In fact, you didn’t even have to be a farmer to be put through the EPA WOTUS ringer. The case that triggered the May 25 ruling involved Michael and Chantell Sackett, who set out 16 years ago to build a home on their 0.63-acre lot near Priest Lake, Idaho. The couple had just started backfilling operations when EPA agents showed up demanding they cease construction or face fines of up to $40,000 a day. Their otherwise bone-dry property’s only connection to a wetland and eventually to navigable water was a subsurface stream that connected to a ditch, which connected to a creek, which flowed into Priest Lake, 300 feet from the Sacketts’ property line.

WOTUS and the Rise of the Administrative Regulatory State

The Sacketts’ absurd situation shows what can happen when the language of laws is so vague that agencies charged with enforcing them believe they can interpret their writ any way they wish. This has been a boon to the administrative regulatory state, which has thrived in recent decades because unelected and unaccountable bureaucrats wind up writing rules and regulations that have the force of law behind them.

After the Supreme Court in two decisions – from 2000 and 2005 – failed to deliver regulatory clarity, the Obama and Biden administrations issued rules giving EPA broad authority to regulate wetlands. But federal courts threw out key sections of the Obama rule, and the Trump administration issued its own rule in 2020, which limited the scope of EPA’s authority. The Biden White House scrapped the Trump rule and issued its own rule in January of this year. But the Biden rule is now a dead letter after the High Court’s May 25 ruling.
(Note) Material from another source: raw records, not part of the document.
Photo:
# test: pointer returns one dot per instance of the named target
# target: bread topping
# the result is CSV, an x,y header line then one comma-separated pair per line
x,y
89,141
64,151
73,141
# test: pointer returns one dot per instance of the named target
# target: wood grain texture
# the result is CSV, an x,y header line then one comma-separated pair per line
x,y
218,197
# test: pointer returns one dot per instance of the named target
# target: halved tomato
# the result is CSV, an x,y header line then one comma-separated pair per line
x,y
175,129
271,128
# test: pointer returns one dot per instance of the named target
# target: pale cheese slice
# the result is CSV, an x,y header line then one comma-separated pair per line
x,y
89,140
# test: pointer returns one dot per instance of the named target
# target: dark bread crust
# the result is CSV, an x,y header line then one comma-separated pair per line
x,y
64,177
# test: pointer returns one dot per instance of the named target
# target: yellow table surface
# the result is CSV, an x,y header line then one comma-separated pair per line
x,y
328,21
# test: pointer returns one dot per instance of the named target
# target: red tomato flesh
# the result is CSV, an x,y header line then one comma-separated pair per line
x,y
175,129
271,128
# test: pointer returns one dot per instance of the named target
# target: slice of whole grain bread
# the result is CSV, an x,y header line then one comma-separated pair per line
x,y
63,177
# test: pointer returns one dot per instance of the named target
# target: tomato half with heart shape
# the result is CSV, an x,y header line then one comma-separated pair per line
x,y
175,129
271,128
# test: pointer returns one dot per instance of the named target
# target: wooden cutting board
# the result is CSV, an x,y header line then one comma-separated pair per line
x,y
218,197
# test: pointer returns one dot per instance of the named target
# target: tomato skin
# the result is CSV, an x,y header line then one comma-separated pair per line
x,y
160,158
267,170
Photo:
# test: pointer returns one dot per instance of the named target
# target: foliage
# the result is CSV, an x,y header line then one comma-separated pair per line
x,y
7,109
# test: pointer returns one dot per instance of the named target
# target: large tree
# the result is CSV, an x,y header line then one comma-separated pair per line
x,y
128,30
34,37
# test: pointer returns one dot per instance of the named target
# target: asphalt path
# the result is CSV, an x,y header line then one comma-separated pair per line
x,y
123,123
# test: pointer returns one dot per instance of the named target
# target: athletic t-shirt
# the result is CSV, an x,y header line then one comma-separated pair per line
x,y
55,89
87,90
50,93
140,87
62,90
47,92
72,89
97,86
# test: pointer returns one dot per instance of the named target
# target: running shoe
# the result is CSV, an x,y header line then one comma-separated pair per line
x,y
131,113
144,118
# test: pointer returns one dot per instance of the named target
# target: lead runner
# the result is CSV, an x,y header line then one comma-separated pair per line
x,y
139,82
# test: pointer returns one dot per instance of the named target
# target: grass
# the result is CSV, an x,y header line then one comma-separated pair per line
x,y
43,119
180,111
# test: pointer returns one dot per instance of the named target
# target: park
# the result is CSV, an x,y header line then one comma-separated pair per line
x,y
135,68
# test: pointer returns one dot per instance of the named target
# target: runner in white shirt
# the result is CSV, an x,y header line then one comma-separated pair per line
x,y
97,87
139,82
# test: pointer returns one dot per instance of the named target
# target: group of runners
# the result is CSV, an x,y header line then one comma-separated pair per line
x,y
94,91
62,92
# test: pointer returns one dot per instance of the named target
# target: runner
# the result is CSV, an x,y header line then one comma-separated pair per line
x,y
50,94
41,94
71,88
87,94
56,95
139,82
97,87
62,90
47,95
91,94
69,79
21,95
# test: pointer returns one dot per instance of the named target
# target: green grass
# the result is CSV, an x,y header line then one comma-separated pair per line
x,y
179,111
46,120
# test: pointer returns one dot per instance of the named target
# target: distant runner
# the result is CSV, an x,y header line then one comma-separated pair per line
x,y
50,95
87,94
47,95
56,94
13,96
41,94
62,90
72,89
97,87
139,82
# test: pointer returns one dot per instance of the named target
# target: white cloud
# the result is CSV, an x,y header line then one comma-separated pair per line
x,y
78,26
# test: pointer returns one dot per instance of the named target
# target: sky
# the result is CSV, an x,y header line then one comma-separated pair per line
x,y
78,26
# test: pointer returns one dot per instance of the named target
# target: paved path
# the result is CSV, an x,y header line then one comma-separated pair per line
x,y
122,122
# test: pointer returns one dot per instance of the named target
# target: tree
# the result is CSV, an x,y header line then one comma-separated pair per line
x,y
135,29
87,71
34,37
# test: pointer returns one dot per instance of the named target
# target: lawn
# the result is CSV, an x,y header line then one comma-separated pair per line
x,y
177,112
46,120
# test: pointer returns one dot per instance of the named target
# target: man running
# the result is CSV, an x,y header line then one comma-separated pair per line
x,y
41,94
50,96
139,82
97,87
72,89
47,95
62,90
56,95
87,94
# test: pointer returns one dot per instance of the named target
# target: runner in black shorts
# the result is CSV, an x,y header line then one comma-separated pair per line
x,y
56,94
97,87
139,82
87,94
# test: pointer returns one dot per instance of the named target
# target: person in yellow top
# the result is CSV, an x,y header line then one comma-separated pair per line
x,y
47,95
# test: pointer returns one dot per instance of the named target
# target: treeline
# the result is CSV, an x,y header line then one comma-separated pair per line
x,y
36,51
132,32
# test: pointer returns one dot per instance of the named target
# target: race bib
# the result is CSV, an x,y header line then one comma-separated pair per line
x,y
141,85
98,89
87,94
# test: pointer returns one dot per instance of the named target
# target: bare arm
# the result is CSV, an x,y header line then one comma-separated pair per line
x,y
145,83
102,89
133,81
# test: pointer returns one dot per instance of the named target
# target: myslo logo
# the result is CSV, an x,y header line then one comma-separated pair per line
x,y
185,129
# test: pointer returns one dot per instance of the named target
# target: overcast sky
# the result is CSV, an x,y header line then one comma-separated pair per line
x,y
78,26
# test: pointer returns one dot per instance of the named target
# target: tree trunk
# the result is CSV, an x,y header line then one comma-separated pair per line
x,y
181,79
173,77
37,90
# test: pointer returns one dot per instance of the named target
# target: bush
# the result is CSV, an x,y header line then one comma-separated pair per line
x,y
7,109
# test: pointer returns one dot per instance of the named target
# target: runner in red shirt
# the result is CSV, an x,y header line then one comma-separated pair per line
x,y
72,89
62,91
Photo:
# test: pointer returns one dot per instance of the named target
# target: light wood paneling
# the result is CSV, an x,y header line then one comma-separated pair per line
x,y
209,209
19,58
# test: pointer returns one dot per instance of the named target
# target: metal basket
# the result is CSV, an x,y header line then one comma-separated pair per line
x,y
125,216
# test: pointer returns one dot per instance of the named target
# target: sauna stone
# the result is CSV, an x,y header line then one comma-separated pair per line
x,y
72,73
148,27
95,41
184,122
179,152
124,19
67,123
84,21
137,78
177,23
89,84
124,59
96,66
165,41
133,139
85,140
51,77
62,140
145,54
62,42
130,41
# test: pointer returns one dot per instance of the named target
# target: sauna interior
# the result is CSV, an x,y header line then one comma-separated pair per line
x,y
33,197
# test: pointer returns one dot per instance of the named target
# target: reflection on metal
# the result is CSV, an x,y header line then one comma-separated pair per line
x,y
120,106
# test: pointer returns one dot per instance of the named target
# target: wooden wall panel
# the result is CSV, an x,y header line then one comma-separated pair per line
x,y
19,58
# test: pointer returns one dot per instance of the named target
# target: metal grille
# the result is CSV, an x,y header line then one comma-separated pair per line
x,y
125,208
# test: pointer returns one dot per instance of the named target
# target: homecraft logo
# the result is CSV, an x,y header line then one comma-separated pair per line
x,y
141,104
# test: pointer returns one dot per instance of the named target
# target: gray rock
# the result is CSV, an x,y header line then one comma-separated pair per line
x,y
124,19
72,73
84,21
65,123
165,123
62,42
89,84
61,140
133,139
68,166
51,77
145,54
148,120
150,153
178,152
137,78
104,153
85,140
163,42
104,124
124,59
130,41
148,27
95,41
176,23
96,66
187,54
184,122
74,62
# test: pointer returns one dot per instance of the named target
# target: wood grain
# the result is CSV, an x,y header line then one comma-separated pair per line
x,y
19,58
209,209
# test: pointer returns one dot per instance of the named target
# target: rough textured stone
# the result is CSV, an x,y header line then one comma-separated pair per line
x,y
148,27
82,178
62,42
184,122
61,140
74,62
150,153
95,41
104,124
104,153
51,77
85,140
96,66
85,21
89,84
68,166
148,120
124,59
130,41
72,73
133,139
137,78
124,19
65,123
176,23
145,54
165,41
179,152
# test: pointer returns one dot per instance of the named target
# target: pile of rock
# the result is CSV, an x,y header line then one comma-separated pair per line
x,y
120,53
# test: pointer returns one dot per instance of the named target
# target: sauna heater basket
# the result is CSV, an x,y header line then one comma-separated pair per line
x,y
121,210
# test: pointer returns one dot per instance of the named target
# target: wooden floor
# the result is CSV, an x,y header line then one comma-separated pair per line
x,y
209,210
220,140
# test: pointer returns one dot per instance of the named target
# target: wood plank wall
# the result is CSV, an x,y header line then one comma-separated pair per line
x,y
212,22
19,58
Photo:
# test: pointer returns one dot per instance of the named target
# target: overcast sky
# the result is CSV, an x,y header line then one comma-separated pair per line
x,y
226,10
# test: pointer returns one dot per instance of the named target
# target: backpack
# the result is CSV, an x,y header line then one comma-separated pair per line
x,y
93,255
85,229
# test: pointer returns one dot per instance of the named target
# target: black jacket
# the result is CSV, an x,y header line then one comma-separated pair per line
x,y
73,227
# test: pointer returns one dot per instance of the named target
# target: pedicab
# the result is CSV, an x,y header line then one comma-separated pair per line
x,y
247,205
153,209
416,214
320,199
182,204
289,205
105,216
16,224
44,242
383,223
“We hold that the CWA extends to only those wetlands with a continuous surface connection to bodies that are ‘waters of the United States’ in their own right, so that they are ‘indistinguishable’ from those waters,” Alito wrote for the court.

“Regulation of land and water use lies at the core of traditional state authority,” Alito explained. “An overly broad interpretation of the CWA’s reach would impinge on this authority. The area covered by wetlands alone is vast – greater than the combined surface area of California and Teas. And the scope of EPA’s conception of ‘waters of the United States’ is truly staggering.”

Alito also laid to rest then-Justice Anthony Kennedy’s ill-defined test of a “significant nexus” to a navigable water to determine whether EPA could regulate a wetland.

“By the EPA’s own admission, nearly all waters and wetlands are susceptible to regulation under this test, putting a staggering array of landowners at risk of criminal prosecution for such things as moving dirt,” he pointed out.

The court further circumscribed EPA’s and the Corps’ power by — for the first time — drawing a clear distinction between wetlands that “adjoin” a covered water and those which are merely “adjacent” to it. Regulatory authority extends to the former but not to the latter.

The 1972 CWA was designed to ensure that the nation’s waterways were clean, and it has been largely successful in achieving that goal. But, thanks to vague language relating to the regulation of non-navigable waters, the statute was hijacked and transformed into a means to regulate land use. Both the Obama and Biden administrations sought to use the uncertainty over the scope of EPA’s regulatory authority over WOTUS to impose a scheme for federal zoning of untold millions of acres of private land. The Supreme Court has now blocked that effort.